Sektör olarak önümüzdeki yıllarda en büyük sınavı Avrupa Yeşil Mutabakatı üzerinden vereceklerini söyleyen Mehmet Şanal, “Global çapta yaşanmakta olan iklim krizinin etkilerini minimum düzeye indirmek amacıyla Avrupa Yeşil Mutabakatı kapsamında iktisadi, politik, sosyal başlıklarda birtakım hedefl er belirlendi. Rusya-Ukrayna Savaşı’nın etkisi ile Avrupa’da fosil enerji kullanımı konusunda bir talep artışı yaşansa da AB’nin koyduğu kriterler doğrultusunda fosil yakıtlardan uzaklaşılması teşvik edildi. Tüm sektörlerde daha çevreci ve yeşil enerjiyle üretilen elektrikli sistemler ön plana çıkacak. Hali hazırda soğutma alanında daha çevreci gazların kullanımı, cihaz verimlilik performanslarının yükseltilmesi (EESER, SEER, COP) olarak adlandırdığımız verimlilik değerleri yüksek ürünlerin kullanımını zorunlu hale getirdi. Sektör olarak bu süreçleri doğru yönetebilmek adına hazırlık yapıyoruz” ifadelerini kullandı.

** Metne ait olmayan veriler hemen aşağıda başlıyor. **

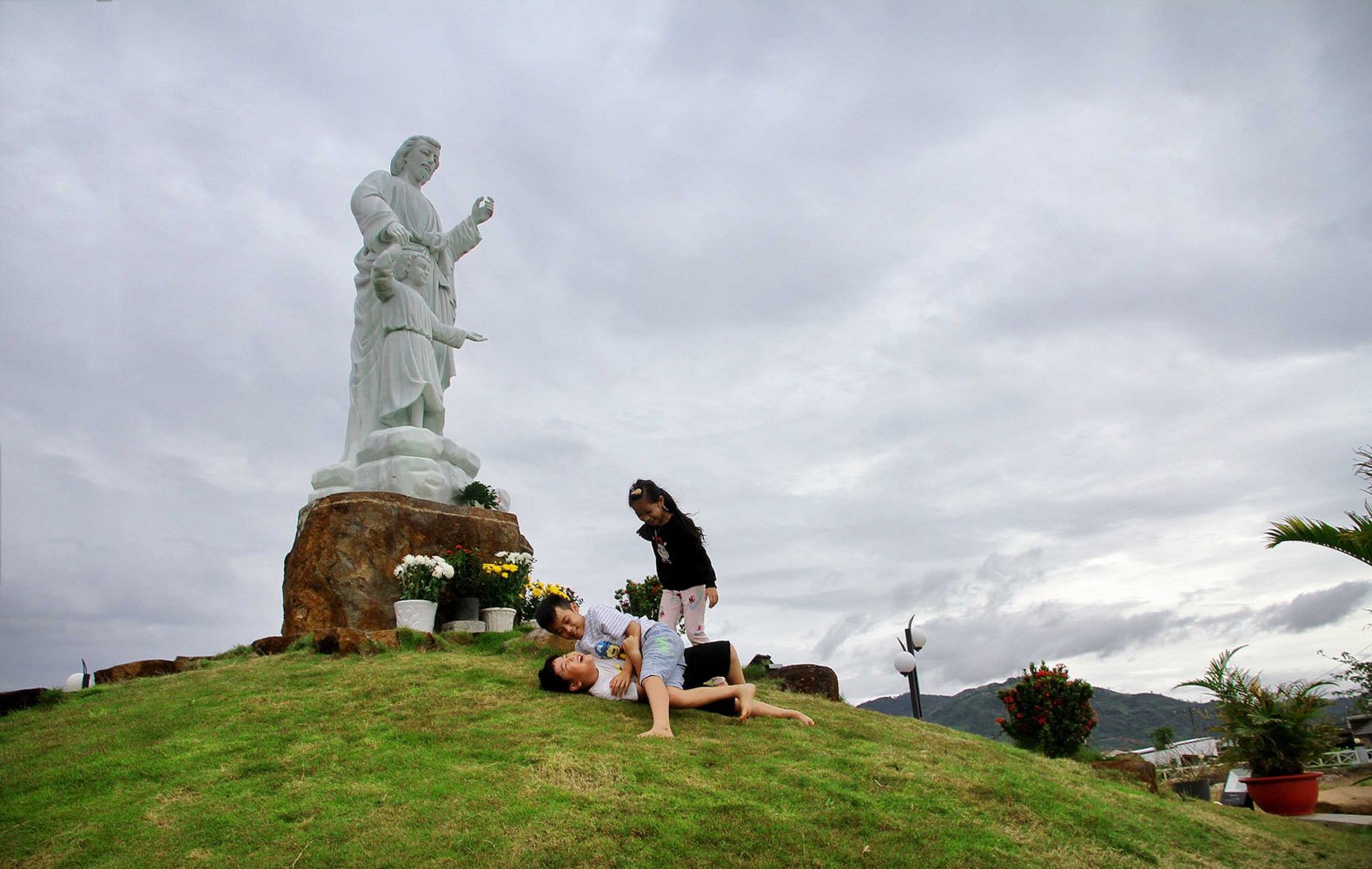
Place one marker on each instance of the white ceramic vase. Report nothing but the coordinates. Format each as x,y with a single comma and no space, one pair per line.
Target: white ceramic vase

“Sanayiyi dönüştüremezsek AB’yi kaybedebiliriz”
Mehmet Şanal, sektör olarak AB’nin döngüsel ekonomi stratejisiyle uyumlu eko-dizayn kriterlerine ve Avrupa Enerji Verimliliği Standartları’na uygun sürdürülebilir üretim yaptıklarını bildirdi. Ancak bu üretimin tek başına yeterli olmadığının altını çizen Şanal, “Yakın gelecekte ülke sanayisinin yapısını sürdürülebilir ilkeler ve gereklilikler doğrultusunda dönüştürmezsek en büyük ticari partnerimiz olan AB’yi kaybedebiliriz. Sanayi ve enerji alanlarında karbon emisyonlarını düşürmezsek, 2026 itibariyle uygulamaya konulacak olan Sınırda Karbon Düzenleme Mekanizması’ndan kaynaklı ek maliyetler sebebiyle fiyat bazlı rekabeti avantajımızı kaybetme riski ile karşılaşabiliriz” dedi.

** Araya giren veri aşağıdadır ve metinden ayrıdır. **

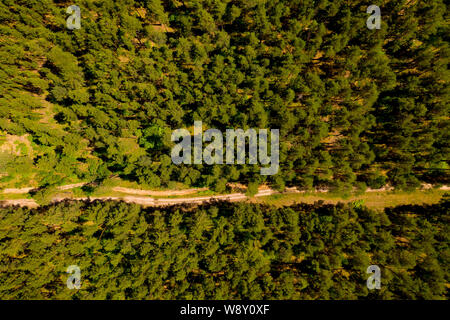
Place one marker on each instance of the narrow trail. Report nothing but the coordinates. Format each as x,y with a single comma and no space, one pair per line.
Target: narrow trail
160,202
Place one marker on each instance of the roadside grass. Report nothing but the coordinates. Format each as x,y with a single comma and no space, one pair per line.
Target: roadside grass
373,200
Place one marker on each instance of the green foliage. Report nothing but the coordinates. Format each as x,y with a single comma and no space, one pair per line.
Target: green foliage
224,251
352,104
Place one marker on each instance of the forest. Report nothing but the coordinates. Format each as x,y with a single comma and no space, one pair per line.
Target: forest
224,251
94,108
356,108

“İktisadi ve beşeri hayat düşük karbona göre kurgulanmalı”
Gezegenin ciddi bir iklim krizi ile karşı karşıya olduğunun altını çizen İklimlendirme Sanayi İhracatçıları Birliği (İSİB) Mehmet Şanal, “Ülkemizin Ekim 2021 itibariyle taraf olduğu Paris İklim Anlaşması, tüm ülkeleri krizin önüne geçmek için küresel ortalama yüzey sıcaklığındaki artışı 2°C ile sınırlandırma, hatta mümkünse 1,5°C’nin altında tutma hedefi etrafında organize ediyor. Bu doğrultuda, ülkemiz de 2053 net-sıfır emisyon hedefini açıkladı. Türkiye 2030 itibariyle ulusal sera gazı emisyonlarının artışından azaltım hedefini %21’den %41’e çıkardı. Bu demek oluyor ki düşük karbon salınımını esas alan ekonomik ve sosyal bir hayatı kurgulamamız gerekiyor. Yaşadığımız binalar ve üretim yaptığımız tesisler, karbon salımı konusunda oldukça yüksek etkiye sahip. Bu alanlarda enerji verimliliğini sağlamamız ve yenilenebilir enerji kullanmamız şart” dedi.